周夫唯低笑一聲,終於肯抬頭看她:“那你還一直問。”
夏荷就是覺得有了目標之後再去學校會更加有動力。
雖然周夫唯很聰明,學什麼都很快,但用一年的時間考上南大,實在是白日做夢。
哪怕他是周夫唯。
她不動聲色的移開話題:“有什麼不會的地方,可以問我。”
周夫唯倒也沒客氣,聲音壓著笑,說話的調調都軟下去幾分,像在撒嬌,隨手指了一個地方:“姐姐,這道題我不會,你今天晚上去我房間教我好不好?”
夏荷:“......”
好像很難拒絕。
不過他們確實是在講題。
夏荷幾乎都快把所有典型的題目全講一遍了。
哪怕平時在學校他們通話,夏荷基本上也是全程給他講題。
周夫唯根本插不進彆的話題。
高考前拍畢業照,周夫唯剛失眠了一晚上,整個人沒多少精神。
去了教室就趴在桌上睡覺,還是熊漪把他給搖醒的。
“還有多久放學?”周夫唯簡單整了整睡歪掉的領帶,隻關心這一個問題。
熊漪眼紅地看著他,這人怎麼穿什麼都好看。
這白襯衣配領帶穿在他身上就跟量身定做的一樣妥帖周正。
早知道他平時也勤加鍛煉了。
這畢業照可是人手一份,會跟著一輩子的。
萬一到時候哪個同學想懷念往事,一拿出照片,首先看到的就是他。
像頭熊一樣占據大片空間。
熊漪摸了摸快要崩開的扣子,埋怨道:“也不搞點碼數大的。

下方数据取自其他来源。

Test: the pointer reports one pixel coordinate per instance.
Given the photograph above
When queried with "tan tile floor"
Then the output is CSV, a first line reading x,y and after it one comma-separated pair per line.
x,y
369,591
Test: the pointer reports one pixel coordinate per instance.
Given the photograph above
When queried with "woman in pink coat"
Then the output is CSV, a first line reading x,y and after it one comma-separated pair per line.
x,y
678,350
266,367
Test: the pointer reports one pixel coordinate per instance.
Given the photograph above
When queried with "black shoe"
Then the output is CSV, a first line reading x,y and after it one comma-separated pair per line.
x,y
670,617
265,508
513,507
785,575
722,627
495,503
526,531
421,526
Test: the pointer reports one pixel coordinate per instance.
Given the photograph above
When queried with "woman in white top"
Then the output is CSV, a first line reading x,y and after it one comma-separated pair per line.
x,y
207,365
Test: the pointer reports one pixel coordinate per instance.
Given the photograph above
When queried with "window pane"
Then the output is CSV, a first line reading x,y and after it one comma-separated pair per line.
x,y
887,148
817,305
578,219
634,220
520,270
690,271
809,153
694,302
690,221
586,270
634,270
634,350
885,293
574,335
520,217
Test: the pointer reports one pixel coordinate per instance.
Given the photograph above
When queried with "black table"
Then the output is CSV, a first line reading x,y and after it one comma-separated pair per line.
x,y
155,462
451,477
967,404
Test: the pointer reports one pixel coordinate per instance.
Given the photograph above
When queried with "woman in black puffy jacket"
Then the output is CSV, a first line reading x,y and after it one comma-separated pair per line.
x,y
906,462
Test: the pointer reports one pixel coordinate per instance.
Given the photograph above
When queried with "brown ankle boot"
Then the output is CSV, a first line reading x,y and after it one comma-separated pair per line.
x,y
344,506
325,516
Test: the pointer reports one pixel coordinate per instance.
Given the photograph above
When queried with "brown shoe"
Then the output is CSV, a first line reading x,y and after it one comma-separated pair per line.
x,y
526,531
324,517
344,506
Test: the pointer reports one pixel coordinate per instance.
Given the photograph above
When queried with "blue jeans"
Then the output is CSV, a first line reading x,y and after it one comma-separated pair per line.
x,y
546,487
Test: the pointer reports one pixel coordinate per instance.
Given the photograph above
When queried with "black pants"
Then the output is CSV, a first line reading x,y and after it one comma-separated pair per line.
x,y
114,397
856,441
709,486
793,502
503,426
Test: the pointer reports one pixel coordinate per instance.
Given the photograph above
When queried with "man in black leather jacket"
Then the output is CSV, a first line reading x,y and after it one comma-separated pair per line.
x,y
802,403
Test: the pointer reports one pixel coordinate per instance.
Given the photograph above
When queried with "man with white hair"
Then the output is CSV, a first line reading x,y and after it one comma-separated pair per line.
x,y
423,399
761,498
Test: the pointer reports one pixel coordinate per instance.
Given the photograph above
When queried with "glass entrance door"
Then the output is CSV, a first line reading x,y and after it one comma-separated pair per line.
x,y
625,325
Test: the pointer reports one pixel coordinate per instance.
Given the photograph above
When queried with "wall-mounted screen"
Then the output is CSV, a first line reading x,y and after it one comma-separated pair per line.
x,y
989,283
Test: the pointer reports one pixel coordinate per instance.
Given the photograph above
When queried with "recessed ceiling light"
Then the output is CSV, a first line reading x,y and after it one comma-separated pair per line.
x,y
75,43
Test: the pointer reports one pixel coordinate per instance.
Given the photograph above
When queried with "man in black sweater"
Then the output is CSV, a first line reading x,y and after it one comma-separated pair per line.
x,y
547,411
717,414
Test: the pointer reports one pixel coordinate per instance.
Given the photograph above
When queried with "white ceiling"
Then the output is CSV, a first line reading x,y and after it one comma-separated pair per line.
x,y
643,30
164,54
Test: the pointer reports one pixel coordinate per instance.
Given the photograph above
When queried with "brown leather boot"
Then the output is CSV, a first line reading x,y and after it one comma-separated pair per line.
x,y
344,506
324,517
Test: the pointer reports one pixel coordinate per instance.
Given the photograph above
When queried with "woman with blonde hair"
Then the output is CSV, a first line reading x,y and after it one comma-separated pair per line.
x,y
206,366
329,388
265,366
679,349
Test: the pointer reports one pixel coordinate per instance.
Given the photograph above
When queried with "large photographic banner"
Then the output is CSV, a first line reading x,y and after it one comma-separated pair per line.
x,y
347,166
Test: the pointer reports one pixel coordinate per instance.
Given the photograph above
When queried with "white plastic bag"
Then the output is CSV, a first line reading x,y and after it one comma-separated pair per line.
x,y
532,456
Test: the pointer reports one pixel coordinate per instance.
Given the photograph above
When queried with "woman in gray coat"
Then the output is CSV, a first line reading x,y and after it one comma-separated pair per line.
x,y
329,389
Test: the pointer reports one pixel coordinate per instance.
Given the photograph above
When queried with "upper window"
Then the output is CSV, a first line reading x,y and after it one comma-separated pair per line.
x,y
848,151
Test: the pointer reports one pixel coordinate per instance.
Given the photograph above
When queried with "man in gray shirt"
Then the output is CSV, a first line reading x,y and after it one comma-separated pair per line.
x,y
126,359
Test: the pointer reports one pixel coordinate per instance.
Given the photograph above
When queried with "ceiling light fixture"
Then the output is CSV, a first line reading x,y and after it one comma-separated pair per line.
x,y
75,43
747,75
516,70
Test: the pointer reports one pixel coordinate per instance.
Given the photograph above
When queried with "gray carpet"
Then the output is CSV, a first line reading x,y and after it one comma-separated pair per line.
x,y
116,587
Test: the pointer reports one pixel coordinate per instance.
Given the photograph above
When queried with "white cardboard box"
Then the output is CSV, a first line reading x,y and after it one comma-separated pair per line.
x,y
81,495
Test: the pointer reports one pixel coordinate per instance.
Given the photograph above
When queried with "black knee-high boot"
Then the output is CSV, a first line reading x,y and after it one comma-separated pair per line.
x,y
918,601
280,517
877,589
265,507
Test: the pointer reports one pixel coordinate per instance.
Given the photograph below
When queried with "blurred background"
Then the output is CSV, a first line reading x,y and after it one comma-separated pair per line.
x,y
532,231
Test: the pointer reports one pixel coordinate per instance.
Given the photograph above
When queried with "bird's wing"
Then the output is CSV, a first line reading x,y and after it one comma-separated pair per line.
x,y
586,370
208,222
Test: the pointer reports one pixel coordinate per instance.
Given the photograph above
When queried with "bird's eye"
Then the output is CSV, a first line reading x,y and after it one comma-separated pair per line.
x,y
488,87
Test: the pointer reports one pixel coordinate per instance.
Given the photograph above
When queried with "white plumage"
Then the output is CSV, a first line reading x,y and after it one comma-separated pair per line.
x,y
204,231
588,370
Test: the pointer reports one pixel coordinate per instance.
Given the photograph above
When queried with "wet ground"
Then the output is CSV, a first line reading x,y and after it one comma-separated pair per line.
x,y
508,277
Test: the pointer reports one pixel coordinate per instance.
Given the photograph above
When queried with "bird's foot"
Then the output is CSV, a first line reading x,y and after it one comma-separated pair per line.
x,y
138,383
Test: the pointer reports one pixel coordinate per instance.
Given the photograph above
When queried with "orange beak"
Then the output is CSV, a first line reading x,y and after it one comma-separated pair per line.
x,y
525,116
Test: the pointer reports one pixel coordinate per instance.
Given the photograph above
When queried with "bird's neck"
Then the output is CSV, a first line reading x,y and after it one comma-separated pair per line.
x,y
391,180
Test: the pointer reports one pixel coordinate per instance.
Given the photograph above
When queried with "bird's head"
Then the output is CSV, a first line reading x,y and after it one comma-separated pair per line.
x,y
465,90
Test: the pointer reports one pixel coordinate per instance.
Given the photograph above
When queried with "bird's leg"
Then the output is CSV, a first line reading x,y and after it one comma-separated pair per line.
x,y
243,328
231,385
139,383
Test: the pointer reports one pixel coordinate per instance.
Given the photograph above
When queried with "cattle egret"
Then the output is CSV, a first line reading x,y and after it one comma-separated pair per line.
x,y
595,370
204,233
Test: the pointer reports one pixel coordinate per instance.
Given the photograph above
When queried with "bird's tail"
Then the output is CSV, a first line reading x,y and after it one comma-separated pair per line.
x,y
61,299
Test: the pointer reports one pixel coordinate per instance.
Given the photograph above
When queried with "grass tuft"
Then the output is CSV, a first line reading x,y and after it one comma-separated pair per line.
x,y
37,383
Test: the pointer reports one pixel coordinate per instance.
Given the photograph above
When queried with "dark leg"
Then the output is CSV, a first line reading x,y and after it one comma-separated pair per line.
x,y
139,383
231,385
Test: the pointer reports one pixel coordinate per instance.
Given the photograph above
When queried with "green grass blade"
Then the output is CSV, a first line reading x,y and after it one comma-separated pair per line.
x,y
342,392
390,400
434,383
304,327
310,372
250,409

”
上一個班已經拍完了,班主任在前麵喊他們過去。
周夫唯拍了拍他的肩膀,站起身,淡聲一句:“減減肥吧。”
合照拍完之後,就是班上的自由活動時間。
大家都忙著同學之間合影留念,畢竟這一畢業,估計好多人就再也碰不到了。
周夫唯心思不在這兒,夏荷今天回家。
他正收著東西,一個穿著和他身上襯衣同款的女生走到他麵前,紅著一張臉。
也是他們班的。
周夫唯停下動作,看著她。
“那個......”她頭埋的很低,說話時聲音也在抖,“我可以......”
一句話支支吾吾了半天,死活說不完。
周夫唯沒多少耐心了,書包掛在肩上,站起身,繞過她就要離開。
那個女生見他要走,也顧不上扭捏:“我可以和你拍張照嗎?”
話說完,她的心跳直線飆升,忐忑的等在那裡。
明知道會被拒絕,但還是想著試一試。
在她以為他的沉默是拒絕時,低冽的男聲在她頭頂響起。
“好啊。”
她愣住,抬眸看他。
拍照的是熊漪。
拍照時,他們中間隔了一小段距離,他看著鏡頭,而她,則看著他。